To assess the efficacy and safety of rituximab in adults responding poorly to standard treatment for severe autoimmune thrombotic thrombocytopenic purpura.
Open-label prospective study. Outcomes in the survivors were compared to those of 53 historical survivors who were given therapeutic plasma exchange alone or with vincristine.
Hospitals belonging to the Reference Network for Thrombotic Microangiopathies in France.
Twenty-two adults with either no response or a disease exacerbation when treated with intensive therapeutic plasma exchange.
Add-on rituximab therapy, four infusions over 15 days.

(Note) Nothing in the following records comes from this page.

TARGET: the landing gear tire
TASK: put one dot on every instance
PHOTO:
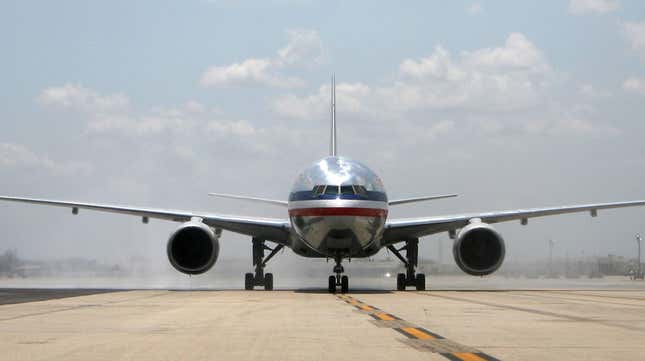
(268, 282)
(248, 281)
(400, 282)
(420, 282)
(332, 284)
(344, 284)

Measurements and Main Results:
One patient died despite two rituximab infusions. In the rituximab-treated patients, the time to a durable remission was significantly shortened (p = .03), although the plasma volume required to achieve a durable remission was not significantly different compared to the controls. Platelet count recovery occurred within 35 days in all 21 survivors, compared to only 78% of the historical controls (p < .02). Of the rituximab-treated patients, none had a relapse within the first year but three relapsed later on. In patients treated with rituximab, a rapid and profound peripheral B-cell depletion was produced, lasting for 9 months and correlating with higher a disintegrin and metalloproteinase with thrombospondin-13 activity and lower anti-a disintegrin and metalloproteinase with thrombospondin-13 antibody titers. These differences were no longer significant after 12 months. No severe side effects occurred.
Adults with severe thrombocytopenic purpura who responded poorly to therapeutic plasma exchange and who were treated with rituximab had shorter overall treatment duration and reduced 1-yr relapses than historical controls.